Tamas’s world became chaos. The sound of screaming horses mixed with the frightened yells of men, and the clash of steel on steel filled his ears. The first rank of Kez bayonets was down, but another moved forward to fill its place. The small courtyard beyond the gatehouse became a butcher’s pit of bayonets and lances. He felt a bayonet slash at his breastplate and turned to shoot a Kez soldier in the face with his carbine. In one motion, Tamas holstered the carbine and drew his sword.

A hole appeared in the wall of bayonets. Tamas urged his horse through and then turned against the Kez formation from the side. One Kez soldier turned to face him, and another, and then another, and within moments the Kez ranks were in disarray.

Tamas pressed forward – there were hundreds more cavalry behind him and they wouldn’t do any good in the courtyard. With the bayonet line broken he was able to push through in moments, and soon he was in the street.

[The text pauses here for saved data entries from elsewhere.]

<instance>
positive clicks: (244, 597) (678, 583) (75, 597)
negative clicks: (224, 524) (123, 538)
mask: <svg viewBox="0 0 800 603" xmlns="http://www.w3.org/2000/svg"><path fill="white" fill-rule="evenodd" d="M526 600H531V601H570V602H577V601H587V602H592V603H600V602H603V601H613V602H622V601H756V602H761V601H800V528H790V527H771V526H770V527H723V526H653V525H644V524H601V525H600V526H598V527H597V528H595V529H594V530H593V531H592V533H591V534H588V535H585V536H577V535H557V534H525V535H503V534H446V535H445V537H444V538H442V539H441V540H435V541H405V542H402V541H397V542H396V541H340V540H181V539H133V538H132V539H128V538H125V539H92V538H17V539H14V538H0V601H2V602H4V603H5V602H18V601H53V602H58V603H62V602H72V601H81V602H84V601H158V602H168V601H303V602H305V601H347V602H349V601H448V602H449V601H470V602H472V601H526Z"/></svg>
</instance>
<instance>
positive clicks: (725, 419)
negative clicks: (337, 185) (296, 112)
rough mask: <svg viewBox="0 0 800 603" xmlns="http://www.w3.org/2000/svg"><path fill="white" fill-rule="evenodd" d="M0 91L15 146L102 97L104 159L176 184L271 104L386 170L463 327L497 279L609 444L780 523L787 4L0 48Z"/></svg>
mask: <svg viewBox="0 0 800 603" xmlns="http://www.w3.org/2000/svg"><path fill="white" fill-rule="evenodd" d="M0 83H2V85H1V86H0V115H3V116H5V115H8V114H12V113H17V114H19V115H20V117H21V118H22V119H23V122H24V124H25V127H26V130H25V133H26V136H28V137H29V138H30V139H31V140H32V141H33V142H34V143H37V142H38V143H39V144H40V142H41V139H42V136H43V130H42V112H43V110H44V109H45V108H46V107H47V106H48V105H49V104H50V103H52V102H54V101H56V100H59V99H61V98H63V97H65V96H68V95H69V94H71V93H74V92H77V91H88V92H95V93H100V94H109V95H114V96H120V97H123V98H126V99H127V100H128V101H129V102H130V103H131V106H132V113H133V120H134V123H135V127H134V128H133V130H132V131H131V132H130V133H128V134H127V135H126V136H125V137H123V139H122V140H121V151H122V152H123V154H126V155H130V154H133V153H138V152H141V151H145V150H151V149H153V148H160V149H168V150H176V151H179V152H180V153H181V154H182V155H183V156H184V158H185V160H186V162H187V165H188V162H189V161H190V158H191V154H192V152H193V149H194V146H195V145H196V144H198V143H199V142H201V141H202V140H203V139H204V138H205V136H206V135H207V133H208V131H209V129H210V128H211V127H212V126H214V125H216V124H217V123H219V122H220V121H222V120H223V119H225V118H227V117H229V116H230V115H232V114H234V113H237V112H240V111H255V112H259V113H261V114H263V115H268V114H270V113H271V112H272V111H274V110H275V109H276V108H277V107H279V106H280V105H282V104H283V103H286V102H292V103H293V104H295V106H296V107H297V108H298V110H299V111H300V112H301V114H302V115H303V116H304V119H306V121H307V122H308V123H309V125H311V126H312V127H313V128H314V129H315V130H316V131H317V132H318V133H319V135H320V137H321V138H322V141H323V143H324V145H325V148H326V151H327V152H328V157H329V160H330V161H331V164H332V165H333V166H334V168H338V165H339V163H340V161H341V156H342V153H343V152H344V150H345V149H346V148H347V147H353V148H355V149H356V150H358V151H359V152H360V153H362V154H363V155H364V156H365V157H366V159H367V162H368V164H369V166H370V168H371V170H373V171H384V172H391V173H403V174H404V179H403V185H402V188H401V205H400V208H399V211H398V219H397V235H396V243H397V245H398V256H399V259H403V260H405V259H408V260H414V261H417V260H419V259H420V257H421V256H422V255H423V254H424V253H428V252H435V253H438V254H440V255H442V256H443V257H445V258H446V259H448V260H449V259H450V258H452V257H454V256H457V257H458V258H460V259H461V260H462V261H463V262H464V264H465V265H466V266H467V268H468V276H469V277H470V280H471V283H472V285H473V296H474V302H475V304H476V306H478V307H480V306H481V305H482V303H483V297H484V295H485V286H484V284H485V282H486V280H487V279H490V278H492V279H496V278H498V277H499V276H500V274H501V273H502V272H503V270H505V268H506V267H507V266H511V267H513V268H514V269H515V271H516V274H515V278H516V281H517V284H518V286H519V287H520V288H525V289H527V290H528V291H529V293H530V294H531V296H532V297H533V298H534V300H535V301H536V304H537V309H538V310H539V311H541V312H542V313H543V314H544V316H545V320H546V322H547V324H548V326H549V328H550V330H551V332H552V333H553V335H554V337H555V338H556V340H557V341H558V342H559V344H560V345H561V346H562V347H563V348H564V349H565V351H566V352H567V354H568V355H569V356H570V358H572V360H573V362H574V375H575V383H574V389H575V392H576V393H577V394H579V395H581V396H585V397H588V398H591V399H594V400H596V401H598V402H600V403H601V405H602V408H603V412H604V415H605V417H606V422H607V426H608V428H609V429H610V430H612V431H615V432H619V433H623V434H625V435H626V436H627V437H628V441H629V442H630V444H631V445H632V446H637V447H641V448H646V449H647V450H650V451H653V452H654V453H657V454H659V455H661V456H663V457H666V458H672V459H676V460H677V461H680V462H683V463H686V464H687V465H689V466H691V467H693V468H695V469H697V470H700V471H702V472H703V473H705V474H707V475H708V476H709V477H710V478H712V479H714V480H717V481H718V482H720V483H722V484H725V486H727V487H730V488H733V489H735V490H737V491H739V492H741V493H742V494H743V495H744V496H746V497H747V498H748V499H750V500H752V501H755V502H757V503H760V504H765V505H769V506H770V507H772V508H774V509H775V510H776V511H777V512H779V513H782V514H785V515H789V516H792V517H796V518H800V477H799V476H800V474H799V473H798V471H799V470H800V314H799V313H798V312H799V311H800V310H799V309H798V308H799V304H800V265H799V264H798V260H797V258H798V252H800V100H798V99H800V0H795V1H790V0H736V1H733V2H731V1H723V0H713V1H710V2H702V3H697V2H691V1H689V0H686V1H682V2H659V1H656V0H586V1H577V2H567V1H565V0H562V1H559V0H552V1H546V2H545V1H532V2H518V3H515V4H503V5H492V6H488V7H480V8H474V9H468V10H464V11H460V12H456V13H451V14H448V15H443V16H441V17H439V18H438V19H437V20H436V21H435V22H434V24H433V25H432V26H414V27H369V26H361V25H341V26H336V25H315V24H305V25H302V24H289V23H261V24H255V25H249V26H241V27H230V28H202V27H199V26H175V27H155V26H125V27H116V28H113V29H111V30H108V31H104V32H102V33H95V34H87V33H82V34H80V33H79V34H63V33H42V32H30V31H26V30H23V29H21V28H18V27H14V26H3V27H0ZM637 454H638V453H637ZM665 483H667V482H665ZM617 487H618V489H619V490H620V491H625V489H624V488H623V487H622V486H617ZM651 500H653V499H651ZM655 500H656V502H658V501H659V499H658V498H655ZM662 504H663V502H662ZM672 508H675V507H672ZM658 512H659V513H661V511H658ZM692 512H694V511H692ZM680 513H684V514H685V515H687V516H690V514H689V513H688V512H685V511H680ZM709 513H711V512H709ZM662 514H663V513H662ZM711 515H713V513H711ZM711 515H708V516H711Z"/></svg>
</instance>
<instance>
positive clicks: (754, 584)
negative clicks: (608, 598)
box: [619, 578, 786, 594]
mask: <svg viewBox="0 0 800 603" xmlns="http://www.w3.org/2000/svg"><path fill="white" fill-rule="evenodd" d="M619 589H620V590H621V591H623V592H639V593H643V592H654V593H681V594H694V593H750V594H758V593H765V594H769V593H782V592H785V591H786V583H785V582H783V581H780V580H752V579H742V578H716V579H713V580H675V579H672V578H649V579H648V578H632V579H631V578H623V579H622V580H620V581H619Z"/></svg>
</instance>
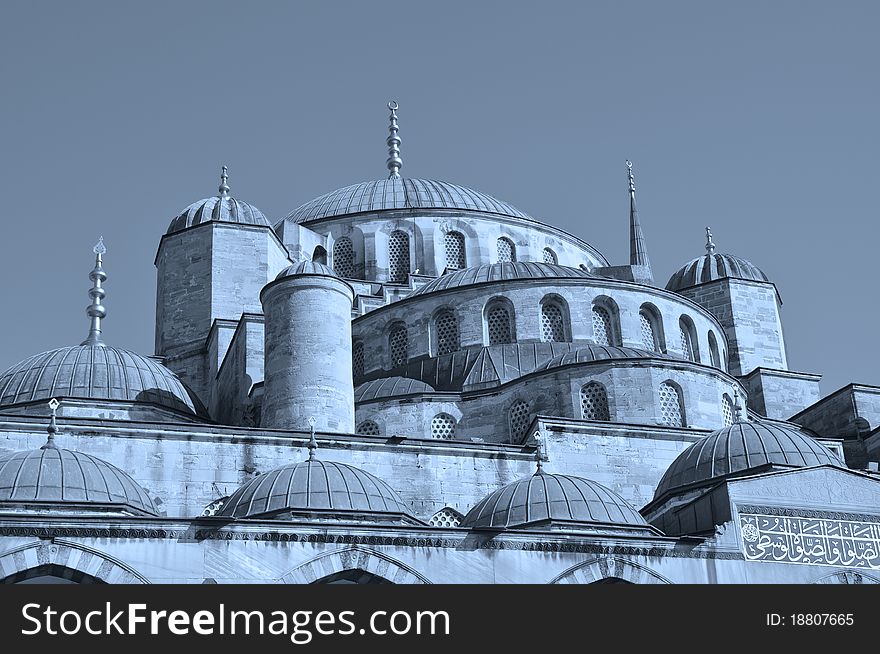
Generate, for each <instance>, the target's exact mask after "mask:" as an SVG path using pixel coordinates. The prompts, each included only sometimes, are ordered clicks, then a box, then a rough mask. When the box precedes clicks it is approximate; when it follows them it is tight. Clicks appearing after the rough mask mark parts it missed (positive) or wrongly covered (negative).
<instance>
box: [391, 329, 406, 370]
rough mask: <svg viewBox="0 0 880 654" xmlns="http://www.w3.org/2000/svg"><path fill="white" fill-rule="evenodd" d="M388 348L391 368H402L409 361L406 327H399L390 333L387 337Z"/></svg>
mask: <svg viewBox="0 0 880 654" xmlns="http://www.w3.org/2000/svg"><path fill="white" fill-rule="evenodd" d="M388 347H389V349H390V350H391V367H392V368H396V367H397V366H402V365H403V364H404V363H406V362H407V360H408V359H409V338H408V336H407V333H406V327H404V326H403V325H400V326H398V327H395V328H394V329H393V330H392V331H391V335H390V336H389V337H388Z"/></svg>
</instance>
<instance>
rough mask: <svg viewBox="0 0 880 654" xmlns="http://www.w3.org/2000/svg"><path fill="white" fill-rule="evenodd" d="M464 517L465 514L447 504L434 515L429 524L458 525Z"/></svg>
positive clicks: (455, 525) (441, 524)
mask: <svg viewBox="0 0 880 654" xmlns="http://www.w3.org/2000/svg"><path fill="white" fill-rule="evenodd" d="M462 518H464V516H463V515H462V514H461V513H459V512H458V511H456V510H455V509H453V508H450V507H448V506H447V507H444V508H442V509H440V510H439V511H437V513H435V514H434V515H432V516H431V519H430V520H428V524H429V525H431V526H432V527H458V526H459V525H460V524H461V520H462Z"/></svg>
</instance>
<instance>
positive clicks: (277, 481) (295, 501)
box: [218, 459, 409, 518]
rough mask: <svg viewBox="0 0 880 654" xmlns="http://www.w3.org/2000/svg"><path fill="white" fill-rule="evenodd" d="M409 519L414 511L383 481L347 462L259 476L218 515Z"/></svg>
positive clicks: (289, 468)
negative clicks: (341, 516) (295, 514)
mask: <svg viewBox="0 0 880 654" xmlns="http://www.w3.org/2000/svg"><path fill="white" fill-rule="evenodd" d="M315 511H332V512H346V513H370V514H395V515H408V514H409V508H408V507H407V506H406V505H405V504H404V503H403V500H401V499H400V497H399V496H398V495H397V493H395V492H394V490H393V489H392V488H391V487H390V486H389V485H388V484H386V483H385V482H384V481H382V480H381V479H379V478H378V477H374V476H373V475H371V474H370V473H368V472H364V471H363V470H360V469H359V468H355V467H354V466H350V465H346V464H344V463H332V462H327V461H319V460H317V459H309V460H308V461H302V462H300V463H295V464H290V465H285V466H282V467H280V468H276V469H275V470H272V471H270V472H267V473H265V474H262V475H259V476H258V477H256V478H254V479H252V480H251V481H249V482H247V483H246V484H245V485H244V486H242V487H241V488H239V489H238V490H236V491H235V492H234V493H233V494H232V495H231V496H230V497H229V499H228V500H227V501H226V503H225V504H224V505H223V508H222V509H221V510H220V512H219V514H218V515H221V516H225V517H228V518H271V517H274V516H276V515H278V514H283V513H286V512H293V513H303V512H307V513H311V512H315Z"/></svg>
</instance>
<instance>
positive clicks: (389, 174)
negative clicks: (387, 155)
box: [385, 100, 403, 179]
mask: <svg viewBox="0 0 880 654" xmlns="http://www.w3.org/2000/svg"><path fill="white" fill-rule="evenodd" d="M399 108H400V105H399V104H397V100H392V101H391V102H389V103H388V109H389V110H390V111H391V116H390V118H389V120H390V125H389V126H388V139H387V140H386V141H385V143H386V144H387V145H388V160H387V161H386V162H385V165H386V166H388V171H389V173H388V179H398V178H399V177H400V169H401V167H402V166H403V159H401V158H400V136H399V135H398V134H397V132H398V131H399V129H398V127H397V110H398V109H399Z"/></svg>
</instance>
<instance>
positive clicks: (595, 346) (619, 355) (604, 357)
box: [535, 345, 675, 371]
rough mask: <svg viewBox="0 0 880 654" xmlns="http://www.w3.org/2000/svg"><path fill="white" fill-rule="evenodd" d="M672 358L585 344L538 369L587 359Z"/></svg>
mask: <svg viewBox="0 0 880 654" xmlns="http://www.w3.org/2000/svg"><path fill="white" fill-rule="evenodd" d="M648 358H650V359H673V360H675V357H673V356H670V355H668V354H663V353H662V352H649V351H648V350H639V349H636V348H634V347H612V346H608V345H586V346H584V347H579V348H578V349H576V350H572V351H571V352H566V353H564V354H560V355H558V356H555V357H553V358H552V359H550V360H549V361H546V362H545V363H542V364H541V365H539V366H538V367H537V368H535V370H536V371H538V370H549V369H550V368H559V367H560V366H567V365H570V364H573V363H586V362H589V361H605V360H608V359H648Z"/></svg>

The avenue behind the wall was jammed with Kez soldiers. They streamed up to reinforce the walls, shoved forward to fill the gaps, and dozens were already charging toward him. He reached out with his senses and detonated powder among the front rank, blowing them to pieces, letting his sorcery do the work.

There were too many, forced forward by the weight of their own comrades behind them. Even with his sorcery and cavalry, they wouldn’t be able to make a big enough corridor for the infantry to follow.

“Sir,” a cuirassier shouted, “our men are wavering!”